Two lessons from the Megaupload seizure

by Stephan Kinsella on January 24, 2012

Glenn Greenwald has a great, but chilling, article on Salon about the Megaupload seizure, SOPA, and related matters. His two main points:

(1) It’s wildly under-appreciated how unrestrained is the Government’s power to do what it wants, and how little effect these debates over various proposed laws have on that power. …

(2) The U.S. really is a society that simply no longer believes in due process: once the defining feature of American freedom that is now scorned as some sort of fringe, radical, academic doctrine.

Another point that could be made: websites and services will begin to locate outside the US and to lock out American users in an attempt to avoid the USGov’s extraterritorial, maniacal wrath. As discussed in a recent Tech News Today, this is already happening, and there is a growing chilling effect on other services, such as Filesonic, which has disabled file sharing in wake of Megaupload takedown–others have too, and no doubt services like DropBox, Rapidshare, Grooveshark, even Youtube are now consulting with lawyers or planning to limit services, move out of the US, block US users, or shut down.

Update: see also PCMagazine, After Megaupload, Storage Sites Shutter Services, By Chloe Albanesius, January 24, 2012, “In the wake of last week’s government crackdown on Megaupload for copyright infringement, attention turned to what other cloud-based services might be at risk of prosecution. Could popular offerings like Dropbox, Box, or YouSendIt be targets?…”
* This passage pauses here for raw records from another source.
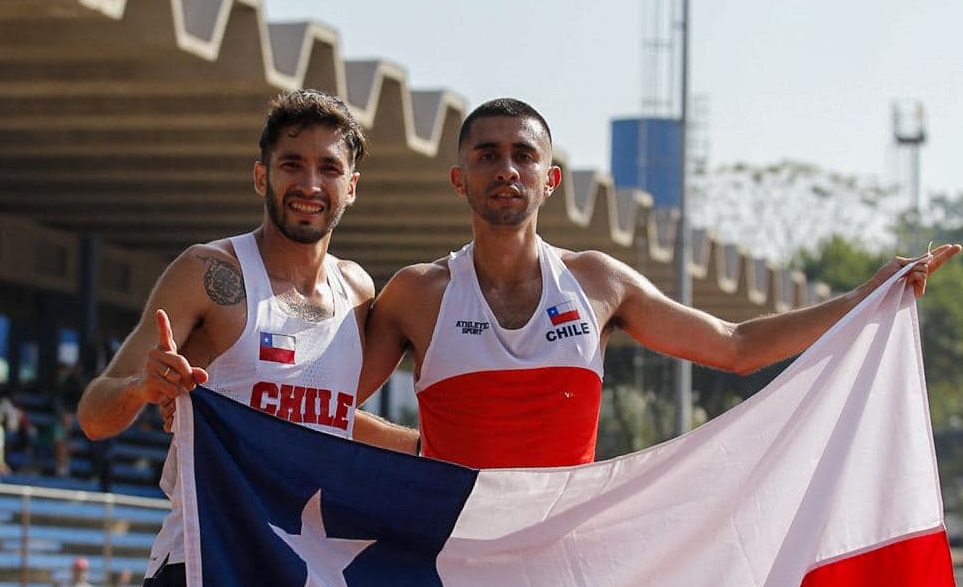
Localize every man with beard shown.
[78,90,417,586]
[359,99,960,468]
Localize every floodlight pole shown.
[674,0,692,434]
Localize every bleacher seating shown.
[0,494,167,586]
[0,393,170,498]
[0,394,170,587]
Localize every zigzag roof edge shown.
[77,0,828,314]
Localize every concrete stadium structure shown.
[0,0,827,378]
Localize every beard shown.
[264,183,346,245]
[467,183,542,226]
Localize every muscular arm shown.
[355,263,448,452]
[341,261,418,454]
[77,246,225,439]
[573,245,960,373]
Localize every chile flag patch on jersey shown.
[547,300,580,326]
[258,332,294,365]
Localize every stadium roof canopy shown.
[0,0,824,320]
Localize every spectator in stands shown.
[50,363,86,477]
[0,390,14,475]
[67,556,93,587]
[114,569,134,587]
[0,385,38,474]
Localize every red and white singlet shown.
[415,239,603,468]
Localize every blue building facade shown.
[612,118,682,208]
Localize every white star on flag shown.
[269,489,375,587]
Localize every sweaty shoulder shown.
[556,248,639,325]
[175,239,245,306]
[389,257,451,296]
[332,255,375,305]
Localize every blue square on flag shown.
[548,300,580,326]
[258,332,294,365]
[175,386,477,587]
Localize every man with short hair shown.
[359,99,960,468]
[78,90,417,587]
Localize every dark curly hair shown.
[258,89,368,165]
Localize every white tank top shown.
[415,239,603,468]
[147,233,362,577]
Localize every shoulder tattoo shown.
[197,255,245,306]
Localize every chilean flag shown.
[175,268,954,587]
[546,300,579,326]
[258,332,295,365]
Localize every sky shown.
[262,0,963,194]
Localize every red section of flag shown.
[548,300,580,326]
[258,332,295,365]
[801,532,956,587]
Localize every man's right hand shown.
[144,310,208,404]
Here’s a snippet of Greenwald’s article:

Two lessons from the Megaupload seizure

Two events this week produced some serious cognitive dissonance. First, Congressional leaders sheepishly announced that they were withdrawing (at least for the time being) two bills heavily backed by the entertainment industry — the PROTECT IP Act (PIPA) in the Senate and Stop Online Piracy Act (SOPA) in the House –  in the wake of vocal online citizen protests (and, more significantly, coordinated opposition from the powerful Silicon Valley industry). Critics insisted that these bills were dangerous because they empowered the U.S. Government, based on mere accusations of piracy and copyright infringement, to shut down websites without any real due process. But just as the celebrations began over the saving of Internet Freedom, something else happened: the U.S. Justice Department not only indicted the owners of one of the world’s largest websites, the file-sharing site Megaupload, but also seized and shut down that site, and also seized or froze millions of dollars of its assets — all based on the unproved accusationsset forth in an indictment, that the site deliberately aided copyright infringement.

In other words, many SOPA opponents were confused and even shocked when they learned that the very power they feared the most in that bill — the power of the U.S. Government to seize and shut down websites based solely on accusations, with no trial — is a power the U.S. Government already possesses and, obviously, is willing and able to exercise even against the world’s largest sites (they have this power thanks to the the 2008  PRO-IP Act pushed by the same industry servants in Congress behind SOPA as well as by forfeiture laws used to seize the property of accused-but-not-convicted drug dealers). This all reminded me quite a bit of the shock and outrage that arose last month over the fact that Barack Obama signed into law a bill (the NDAA) vesting him with the power to militarily detain people without charges, even though, as I pointed out the very first time I wrote about that bill, indefinite detention is already a power the U.S. Government under both Bush and Obama has seized and routinely and aggressively exercises.